Ia mengatakan neraca perdagangan secara nasional sampai saat ini mengalami surplus, dengan begitu nilai ekspor lebih besar dibandingkan dengan nilai impor. 

“Kita patut bersyukur di masa pandemi ini masih bisa surplus, namun ada beberapa tantangan yang menjadi catatan,” kata dia. 

Senada dengan Wamendag RI, Anggota Bidang Pengelolaan Kawasan dan Investasi Badan Pengusahaan (BP) Batam, Sudirman Saad yang juga hadir dalam peresmian tersebut mengatakan neraca perdagangan di Kota Batam juga mengalami surplus, dengan total peningkatan mencapai 11 persen. 

“Tugas BP Batam menciptakan ekosistem bisnis supaya investor merasa aman dan nyaman,” ujar Sudirman. 

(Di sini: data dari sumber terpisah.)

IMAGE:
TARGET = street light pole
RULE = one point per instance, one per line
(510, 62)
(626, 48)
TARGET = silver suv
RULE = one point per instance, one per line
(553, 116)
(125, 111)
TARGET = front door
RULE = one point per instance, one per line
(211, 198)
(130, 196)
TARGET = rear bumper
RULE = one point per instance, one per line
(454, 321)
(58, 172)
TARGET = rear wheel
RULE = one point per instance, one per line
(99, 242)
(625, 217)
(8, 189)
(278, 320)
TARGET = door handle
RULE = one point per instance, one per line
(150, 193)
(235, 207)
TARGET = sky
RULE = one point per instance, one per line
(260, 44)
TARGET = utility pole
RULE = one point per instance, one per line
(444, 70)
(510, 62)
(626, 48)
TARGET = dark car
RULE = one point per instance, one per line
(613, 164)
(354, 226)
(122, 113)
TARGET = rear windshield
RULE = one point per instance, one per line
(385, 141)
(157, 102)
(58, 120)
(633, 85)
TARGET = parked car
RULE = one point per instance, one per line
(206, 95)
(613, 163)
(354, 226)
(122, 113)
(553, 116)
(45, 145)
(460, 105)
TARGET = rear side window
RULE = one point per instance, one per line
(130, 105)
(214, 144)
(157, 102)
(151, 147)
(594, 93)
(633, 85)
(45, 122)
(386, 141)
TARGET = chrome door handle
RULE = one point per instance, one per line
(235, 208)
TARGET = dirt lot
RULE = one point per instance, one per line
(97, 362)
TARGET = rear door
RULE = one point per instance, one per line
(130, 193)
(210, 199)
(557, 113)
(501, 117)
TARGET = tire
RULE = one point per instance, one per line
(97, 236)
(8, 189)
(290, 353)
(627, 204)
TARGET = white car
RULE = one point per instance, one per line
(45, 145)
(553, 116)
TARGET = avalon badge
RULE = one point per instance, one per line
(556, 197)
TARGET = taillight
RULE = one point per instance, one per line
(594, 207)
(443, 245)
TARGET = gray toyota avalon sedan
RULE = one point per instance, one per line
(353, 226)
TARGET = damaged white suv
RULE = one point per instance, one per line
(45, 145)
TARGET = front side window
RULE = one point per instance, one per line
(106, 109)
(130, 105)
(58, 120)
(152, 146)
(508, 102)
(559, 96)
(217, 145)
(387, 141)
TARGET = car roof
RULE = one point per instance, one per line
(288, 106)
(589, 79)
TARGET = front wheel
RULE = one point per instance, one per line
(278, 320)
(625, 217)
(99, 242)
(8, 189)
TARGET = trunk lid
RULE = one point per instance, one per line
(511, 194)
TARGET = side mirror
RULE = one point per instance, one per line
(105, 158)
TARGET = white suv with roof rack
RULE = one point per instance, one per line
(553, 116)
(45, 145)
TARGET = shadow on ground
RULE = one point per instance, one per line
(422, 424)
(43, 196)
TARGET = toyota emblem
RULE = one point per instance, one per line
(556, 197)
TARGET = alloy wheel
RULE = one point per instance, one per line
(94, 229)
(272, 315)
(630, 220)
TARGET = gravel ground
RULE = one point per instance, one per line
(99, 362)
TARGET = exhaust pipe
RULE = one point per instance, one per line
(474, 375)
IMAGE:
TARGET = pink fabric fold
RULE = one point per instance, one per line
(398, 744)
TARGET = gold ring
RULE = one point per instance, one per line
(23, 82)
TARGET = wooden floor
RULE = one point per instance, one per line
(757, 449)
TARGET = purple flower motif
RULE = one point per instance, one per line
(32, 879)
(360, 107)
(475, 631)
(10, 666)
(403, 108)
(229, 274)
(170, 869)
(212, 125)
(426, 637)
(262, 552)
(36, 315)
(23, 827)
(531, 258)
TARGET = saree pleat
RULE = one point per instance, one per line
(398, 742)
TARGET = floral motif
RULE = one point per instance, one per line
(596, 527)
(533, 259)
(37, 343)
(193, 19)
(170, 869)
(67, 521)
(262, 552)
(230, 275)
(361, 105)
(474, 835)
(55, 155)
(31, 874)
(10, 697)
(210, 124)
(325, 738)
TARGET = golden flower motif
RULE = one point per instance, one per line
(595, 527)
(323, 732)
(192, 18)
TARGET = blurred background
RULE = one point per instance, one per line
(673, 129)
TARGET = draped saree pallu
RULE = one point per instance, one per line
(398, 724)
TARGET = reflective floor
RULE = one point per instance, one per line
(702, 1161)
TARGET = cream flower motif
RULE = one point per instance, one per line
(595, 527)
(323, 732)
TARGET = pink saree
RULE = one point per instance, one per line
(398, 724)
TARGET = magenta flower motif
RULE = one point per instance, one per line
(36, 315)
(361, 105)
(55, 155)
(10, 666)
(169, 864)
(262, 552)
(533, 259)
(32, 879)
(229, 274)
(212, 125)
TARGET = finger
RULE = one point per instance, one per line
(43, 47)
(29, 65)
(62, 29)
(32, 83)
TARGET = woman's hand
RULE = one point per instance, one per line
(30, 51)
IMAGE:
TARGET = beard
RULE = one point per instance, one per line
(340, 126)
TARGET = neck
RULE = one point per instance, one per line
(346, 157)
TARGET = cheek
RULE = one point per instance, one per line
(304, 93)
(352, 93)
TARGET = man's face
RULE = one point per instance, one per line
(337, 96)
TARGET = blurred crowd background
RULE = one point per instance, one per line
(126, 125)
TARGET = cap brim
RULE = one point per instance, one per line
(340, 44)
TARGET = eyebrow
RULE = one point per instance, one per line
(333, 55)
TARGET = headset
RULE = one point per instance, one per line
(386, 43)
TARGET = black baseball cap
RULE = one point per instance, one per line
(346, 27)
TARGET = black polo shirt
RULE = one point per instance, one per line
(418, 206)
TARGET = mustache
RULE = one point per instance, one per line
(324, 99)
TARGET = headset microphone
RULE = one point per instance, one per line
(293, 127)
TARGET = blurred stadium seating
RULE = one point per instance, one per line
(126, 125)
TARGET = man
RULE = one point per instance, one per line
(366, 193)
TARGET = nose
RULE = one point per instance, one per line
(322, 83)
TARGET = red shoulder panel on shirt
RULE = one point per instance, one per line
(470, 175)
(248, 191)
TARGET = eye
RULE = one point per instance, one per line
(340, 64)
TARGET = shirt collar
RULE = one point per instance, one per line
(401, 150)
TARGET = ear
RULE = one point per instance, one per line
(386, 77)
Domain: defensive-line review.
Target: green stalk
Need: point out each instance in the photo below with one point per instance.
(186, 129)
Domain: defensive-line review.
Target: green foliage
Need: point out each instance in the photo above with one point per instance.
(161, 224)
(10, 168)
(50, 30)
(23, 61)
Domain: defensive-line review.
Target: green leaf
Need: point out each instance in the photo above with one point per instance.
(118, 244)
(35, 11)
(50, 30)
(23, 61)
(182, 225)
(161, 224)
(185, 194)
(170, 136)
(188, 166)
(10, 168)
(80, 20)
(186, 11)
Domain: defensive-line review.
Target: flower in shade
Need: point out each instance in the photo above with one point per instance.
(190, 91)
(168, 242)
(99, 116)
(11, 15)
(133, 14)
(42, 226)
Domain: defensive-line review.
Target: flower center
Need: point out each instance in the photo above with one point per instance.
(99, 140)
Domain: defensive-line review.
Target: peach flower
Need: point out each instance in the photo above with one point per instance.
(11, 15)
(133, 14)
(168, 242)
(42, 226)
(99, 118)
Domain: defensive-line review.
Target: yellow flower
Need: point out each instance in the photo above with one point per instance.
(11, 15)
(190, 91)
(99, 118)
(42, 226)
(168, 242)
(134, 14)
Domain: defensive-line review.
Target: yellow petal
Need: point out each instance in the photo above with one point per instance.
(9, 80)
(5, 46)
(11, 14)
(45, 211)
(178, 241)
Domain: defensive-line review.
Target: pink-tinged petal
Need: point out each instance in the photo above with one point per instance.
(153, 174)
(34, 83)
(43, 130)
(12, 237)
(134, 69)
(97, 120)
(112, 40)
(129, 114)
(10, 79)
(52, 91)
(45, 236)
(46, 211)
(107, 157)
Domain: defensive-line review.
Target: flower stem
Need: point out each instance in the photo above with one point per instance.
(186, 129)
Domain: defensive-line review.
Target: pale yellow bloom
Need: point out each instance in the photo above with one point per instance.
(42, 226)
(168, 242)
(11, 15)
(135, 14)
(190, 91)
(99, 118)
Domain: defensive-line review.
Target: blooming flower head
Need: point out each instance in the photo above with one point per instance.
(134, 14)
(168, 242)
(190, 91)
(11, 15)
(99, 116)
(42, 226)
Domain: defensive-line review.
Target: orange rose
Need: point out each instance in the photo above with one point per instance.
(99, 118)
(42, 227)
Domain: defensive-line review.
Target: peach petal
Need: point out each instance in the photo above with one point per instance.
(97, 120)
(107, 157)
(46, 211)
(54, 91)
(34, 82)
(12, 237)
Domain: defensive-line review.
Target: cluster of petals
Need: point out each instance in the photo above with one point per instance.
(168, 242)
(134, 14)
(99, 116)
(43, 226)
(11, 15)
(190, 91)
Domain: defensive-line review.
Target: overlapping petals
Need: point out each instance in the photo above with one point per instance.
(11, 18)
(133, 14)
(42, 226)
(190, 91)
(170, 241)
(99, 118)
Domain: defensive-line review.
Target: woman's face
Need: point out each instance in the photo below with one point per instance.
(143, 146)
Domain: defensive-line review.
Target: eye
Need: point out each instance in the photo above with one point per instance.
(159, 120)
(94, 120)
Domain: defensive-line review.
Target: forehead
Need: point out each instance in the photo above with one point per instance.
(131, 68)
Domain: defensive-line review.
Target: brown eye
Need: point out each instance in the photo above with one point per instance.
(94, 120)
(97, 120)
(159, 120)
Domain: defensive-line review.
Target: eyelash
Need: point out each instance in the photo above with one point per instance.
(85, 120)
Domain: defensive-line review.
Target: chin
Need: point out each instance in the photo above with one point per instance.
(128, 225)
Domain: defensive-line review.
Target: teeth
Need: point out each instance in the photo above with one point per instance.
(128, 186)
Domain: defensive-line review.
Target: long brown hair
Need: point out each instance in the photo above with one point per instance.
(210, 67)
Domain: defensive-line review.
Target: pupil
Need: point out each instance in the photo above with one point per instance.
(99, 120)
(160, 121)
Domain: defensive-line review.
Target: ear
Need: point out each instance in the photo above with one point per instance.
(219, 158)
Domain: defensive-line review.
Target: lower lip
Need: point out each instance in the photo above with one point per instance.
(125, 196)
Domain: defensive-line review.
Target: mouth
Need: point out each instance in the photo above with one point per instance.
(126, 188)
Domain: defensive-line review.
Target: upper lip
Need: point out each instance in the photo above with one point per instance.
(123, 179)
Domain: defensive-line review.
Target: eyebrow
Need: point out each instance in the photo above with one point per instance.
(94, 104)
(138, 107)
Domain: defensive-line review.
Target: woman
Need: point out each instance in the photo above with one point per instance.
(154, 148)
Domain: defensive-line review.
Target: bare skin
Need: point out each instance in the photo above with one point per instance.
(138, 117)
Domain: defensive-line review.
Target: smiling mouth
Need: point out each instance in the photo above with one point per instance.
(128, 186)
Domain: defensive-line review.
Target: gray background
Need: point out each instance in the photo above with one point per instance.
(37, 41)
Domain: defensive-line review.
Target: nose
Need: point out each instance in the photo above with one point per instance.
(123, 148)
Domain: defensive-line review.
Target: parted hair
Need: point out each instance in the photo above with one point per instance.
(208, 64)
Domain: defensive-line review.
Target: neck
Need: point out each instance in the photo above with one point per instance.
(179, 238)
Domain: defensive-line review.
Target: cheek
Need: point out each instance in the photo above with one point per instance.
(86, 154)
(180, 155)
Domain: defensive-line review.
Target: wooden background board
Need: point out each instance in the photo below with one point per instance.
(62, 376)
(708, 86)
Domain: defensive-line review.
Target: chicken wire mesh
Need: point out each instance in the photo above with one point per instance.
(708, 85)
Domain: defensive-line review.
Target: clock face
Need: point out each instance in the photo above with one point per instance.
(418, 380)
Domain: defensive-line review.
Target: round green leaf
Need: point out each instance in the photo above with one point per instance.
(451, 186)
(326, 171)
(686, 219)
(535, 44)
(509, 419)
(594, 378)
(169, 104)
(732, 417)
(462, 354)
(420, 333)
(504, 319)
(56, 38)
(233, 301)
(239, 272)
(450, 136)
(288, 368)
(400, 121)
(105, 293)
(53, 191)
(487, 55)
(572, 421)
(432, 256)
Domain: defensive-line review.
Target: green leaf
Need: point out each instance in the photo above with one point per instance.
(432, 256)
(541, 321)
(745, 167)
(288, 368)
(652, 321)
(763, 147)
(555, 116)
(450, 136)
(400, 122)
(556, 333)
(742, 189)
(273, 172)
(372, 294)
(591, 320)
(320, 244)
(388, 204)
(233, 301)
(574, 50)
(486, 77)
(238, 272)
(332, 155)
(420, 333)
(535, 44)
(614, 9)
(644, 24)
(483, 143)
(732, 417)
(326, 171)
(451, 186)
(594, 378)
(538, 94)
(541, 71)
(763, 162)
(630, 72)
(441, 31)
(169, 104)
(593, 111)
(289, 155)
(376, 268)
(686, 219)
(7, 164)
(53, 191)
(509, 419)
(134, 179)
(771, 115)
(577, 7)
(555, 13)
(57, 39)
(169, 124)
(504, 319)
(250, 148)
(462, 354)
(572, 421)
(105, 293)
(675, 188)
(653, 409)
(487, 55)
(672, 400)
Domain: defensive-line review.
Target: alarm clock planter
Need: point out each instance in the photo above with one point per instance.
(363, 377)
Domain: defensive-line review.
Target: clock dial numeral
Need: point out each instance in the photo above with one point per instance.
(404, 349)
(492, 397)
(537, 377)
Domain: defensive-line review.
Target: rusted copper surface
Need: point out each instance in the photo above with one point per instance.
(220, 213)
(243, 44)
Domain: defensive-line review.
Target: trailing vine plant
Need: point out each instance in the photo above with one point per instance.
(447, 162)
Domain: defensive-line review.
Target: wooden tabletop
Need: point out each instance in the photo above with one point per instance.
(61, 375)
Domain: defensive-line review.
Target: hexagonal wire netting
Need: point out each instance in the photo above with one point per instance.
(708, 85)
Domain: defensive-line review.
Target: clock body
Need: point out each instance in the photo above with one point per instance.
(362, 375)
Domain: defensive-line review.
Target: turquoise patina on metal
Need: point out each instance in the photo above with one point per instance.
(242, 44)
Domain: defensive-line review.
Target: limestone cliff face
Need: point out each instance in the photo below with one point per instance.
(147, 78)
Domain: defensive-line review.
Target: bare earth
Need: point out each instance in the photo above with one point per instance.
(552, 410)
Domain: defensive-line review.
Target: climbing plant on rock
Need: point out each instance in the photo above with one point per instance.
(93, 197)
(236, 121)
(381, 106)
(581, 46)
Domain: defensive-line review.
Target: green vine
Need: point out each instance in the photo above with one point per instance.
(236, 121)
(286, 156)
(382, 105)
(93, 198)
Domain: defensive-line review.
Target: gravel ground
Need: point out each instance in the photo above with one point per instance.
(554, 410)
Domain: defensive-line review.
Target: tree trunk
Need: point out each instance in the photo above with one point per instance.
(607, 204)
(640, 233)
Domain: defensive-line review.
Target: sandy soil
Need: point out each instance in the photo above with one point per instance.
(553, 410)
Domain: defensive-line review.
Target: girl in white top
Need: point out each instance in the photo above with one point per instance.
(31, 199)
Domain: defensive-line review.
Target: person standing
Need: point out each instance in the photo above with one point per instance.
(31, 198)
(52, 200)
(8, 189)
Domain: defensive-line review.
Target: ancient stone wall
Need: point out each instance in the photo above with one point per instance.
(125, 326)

Sementara itu Direktur Operasional PT Sat Nusa Persada, Bidin Yusuf mengatakan pada pengiriman perdana ini, total ada 10 ribu unit Smart Home Water Meter yang akan dikirimkan. 

“Dengan total nilai ekpsornya mencapai 2 juta dollar,” ujar Bidin. 

Ia menjelaskan bahwa produk tersebut merupakan alat bantu yang bisa langsung ditempelkan di meteran air yang analog, kemudian setelah itu bekerja untuk mengontrol penggunaan air.

“Jadi melalui alat ini nantinya akan mengirimkan data ke smartphone kita, sehingga ketika ada kebocoran air bisa segera diketahui,” katanya. 

Sementara ini, pihaknya masih hanya mengirimkan alat tersebut ke negara Amerika Serikat, namun untuk ke depan tidak menutup kemungkinan negara lain.

Untuk Batam sendiri, Bidin menjelaskan bahwa belum dapat dipakai karena meteran air belum mendukung. Ia berharap ke depan meteran air yang ada bisa juga menggunakan alat buatan mereka ini. 

“Ke negara lain masih kita jajaki, menunggu regulasi,” jelasnya.